The Body Knows: How Grief Shows Up

By Sara Barry

“How are you doing?” a friend asked, knowing that May is a charged month.

Mother’s Day is a complicated tangle of breakfast in bed and flowering plants, homemade cards, and immersion in what is with an undercurrent of what was supposed to be. What was and then wasn’t and always is.

The end of the month brings the birthday with nobody to blow out the candles. And while I have a tradition, one I fell into rather than creating deliberately, of tending my Henry’s garden since I can’t tend to him, it is another complicated tangle. Joy for his being. Sadness that he isn’t here. Edges softened over time, like a rock in running stream.

“I’m doing OK,” I say. “I’ve been so busy, I keep forgetting it’s May.”

And it’s true. I’m not deliberately avoiding facing this month, but I’ve been caught up in a swirl of Science Night planning and late evening ice cream, Teacher Appreciation and getting the garden ready.

My mind is busy. I forgot that Mother’s Day was coming, despite the signs by the flower store and the notification in my calendar. Henry’s birthday loomed and I hadn’t bought anything for his garden. I hadn’t looked to see if our neighbors would be home for cake.

My mind keeps forgetting that it is May, but my body knows.

I’ve felt it in the number of times I need to take a deep breath, in and out.

I’ve felt it in the tightness across my back and in the heaviness that settles in my limbs and then lifts a little.

I notice the sharp intake of breath when I see a cardinal dart across the yard. 

I tense at the unexpected mention of a 6 month old named Henry who died from a heart defect in a novel about the flu.

I come to tears easily, whether it’s a video about babyloss moms or talking to my neighbor about her own different, fresh grief.

I find myself on the verge at church for no explainable reason at all.

I don’t say, “I’m having a hard month.” I’m not, but there is an undercurrent. My body knows what month this is.
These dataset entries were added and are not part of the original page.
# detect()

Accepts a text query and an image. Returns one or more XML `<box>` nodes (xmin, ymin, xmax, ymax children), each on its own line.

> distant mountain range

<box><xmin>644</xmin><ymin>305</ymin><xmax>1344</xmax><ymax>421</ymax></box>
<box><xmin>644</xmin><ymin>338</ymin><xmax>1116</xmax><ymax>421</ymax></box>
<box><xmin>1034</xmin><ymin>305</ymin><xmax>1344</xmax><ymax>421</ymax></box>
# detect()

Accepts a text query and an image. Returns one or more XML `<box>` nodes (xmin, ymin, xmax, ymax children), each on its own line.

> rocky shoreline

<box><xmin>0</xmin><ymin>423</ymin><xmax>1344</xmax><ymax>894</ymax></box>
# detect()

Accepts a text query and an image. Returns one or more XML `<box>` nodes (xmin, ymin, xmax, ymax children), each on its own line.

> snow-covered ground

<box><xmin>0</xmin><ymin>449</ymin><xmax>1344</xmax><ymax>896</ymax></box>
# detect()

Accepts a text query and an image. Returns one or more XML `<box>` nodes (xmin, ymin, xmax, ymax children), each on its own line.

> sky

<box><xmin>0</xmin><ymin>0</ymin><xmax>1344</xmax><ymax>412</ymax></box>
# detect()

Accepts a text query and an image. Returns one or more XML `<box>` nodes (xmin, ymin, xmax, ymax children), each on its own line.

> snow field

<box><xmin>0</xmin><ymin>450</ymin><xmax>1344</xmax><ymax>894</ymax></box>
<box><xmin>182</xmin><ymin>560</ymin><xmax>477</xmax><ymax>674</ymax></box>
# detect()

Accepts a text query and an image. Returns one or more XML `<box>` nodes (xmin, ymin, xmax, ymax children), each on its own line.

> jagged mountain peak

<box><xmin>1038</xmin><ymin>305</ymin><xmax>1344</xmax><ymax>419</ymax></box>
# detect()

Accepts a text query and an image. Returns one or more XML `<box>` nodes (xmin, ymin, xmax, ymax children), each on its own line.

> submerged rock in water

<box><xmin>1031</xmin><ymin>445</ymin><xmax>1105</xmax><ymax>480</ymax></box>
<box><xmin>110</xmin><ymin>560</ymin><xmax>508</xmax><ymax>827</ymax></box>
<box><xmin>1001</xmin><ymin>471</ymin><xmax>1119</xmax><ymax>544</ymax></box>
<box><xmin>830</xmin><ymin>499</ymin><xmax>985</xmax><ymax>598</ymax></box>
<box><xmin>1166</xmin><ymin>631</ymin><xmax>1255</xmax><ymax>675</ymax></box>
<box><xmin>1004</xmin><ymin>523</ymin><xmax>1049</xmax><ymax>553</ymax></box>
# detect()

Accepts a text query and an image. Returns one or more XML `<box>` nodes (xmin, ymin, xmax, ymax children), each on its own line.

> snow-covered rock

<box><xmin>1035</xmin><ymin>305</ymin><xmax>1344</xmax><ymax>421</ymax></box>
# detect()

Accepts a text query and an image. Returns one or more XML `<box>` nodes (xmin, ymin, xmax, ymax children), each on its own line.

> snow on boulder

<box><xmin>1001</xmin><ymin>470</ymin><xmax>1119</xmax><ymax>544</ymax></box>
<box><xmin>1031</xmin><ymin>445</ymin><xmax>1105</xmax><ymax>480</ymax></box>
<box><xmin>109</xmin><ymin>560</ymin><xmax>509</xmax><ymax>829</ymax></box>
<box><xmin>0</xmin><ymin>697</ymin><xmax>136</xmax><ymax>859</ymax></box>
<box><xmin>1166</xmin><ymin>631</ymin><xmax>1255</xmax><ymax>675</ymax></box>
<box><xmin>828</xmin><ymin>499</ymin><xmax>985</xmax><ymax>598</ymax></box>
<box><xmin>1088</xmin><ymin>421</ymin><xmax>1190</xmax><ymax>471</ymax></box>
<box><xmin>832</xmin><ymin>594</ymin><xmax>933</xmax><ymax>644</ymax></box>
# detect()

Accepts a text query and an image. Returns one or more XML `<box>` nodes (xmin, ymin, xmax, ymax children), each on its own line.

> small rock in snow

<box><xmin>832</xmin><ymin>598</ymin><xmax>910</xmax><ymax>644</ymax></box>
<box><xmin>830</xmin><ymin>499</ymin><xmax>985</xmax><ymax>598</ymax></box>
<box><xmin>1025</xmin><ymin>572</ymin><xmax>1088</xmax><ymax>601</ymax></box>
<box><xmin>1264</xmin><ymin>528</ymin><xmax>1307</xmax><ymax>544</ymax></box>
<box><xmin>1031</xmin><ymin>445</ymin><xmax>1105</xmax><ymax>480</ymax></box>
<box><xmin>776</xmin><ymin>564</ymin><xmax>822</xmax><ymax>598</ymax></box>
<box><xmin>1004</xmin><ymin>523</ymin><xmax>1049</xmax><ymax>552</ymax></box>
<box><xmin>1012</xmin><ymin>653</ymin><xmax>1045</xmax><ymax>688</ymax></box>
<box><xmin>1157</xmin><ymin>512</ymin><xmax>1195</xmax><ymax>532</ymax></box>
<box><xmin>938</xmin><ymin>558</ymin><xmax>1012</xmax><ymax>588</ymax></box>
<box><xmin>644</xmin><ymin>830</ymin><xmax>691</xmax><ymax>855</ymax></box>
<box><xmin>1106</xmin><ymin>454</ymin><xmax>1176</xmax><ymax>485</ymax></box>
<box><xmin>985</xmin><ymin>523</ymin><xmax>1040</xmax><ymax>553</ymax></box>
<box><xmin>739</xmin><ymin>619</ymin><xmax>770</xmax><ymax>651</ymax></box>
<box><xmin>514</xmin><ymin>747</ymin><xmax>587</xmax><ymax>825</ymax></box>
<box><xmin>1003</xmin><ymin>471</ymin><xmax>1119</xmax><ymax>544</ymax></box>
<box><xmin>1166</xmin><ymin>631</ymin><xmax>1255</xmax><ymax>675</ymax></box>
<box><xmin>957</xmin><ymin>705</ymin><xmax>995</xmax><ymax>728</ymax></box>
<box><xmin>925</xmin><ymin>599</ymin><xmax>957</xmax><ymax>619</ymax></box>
It is gathering energy like a storm moving in. The sky may still be sunny, but you can feel a change in the air, an electrical build up.

Come the end of the month, I will exhale. The pent up energy will expend itself in a torrent of tears or day of hard labor in the garden or it will just fizzle out and fade away like a storm that is pending but passes.

Come the end of the month, my body will relax and move on to June, a simpler month, a safer month. It will relax until the calendar turns to December, and then, even if I forget the date, it will start it’s wind up to the day he died.

The mind may forget, but the body always knows.

Does your body respond to certain dates? How does grief show up in your body?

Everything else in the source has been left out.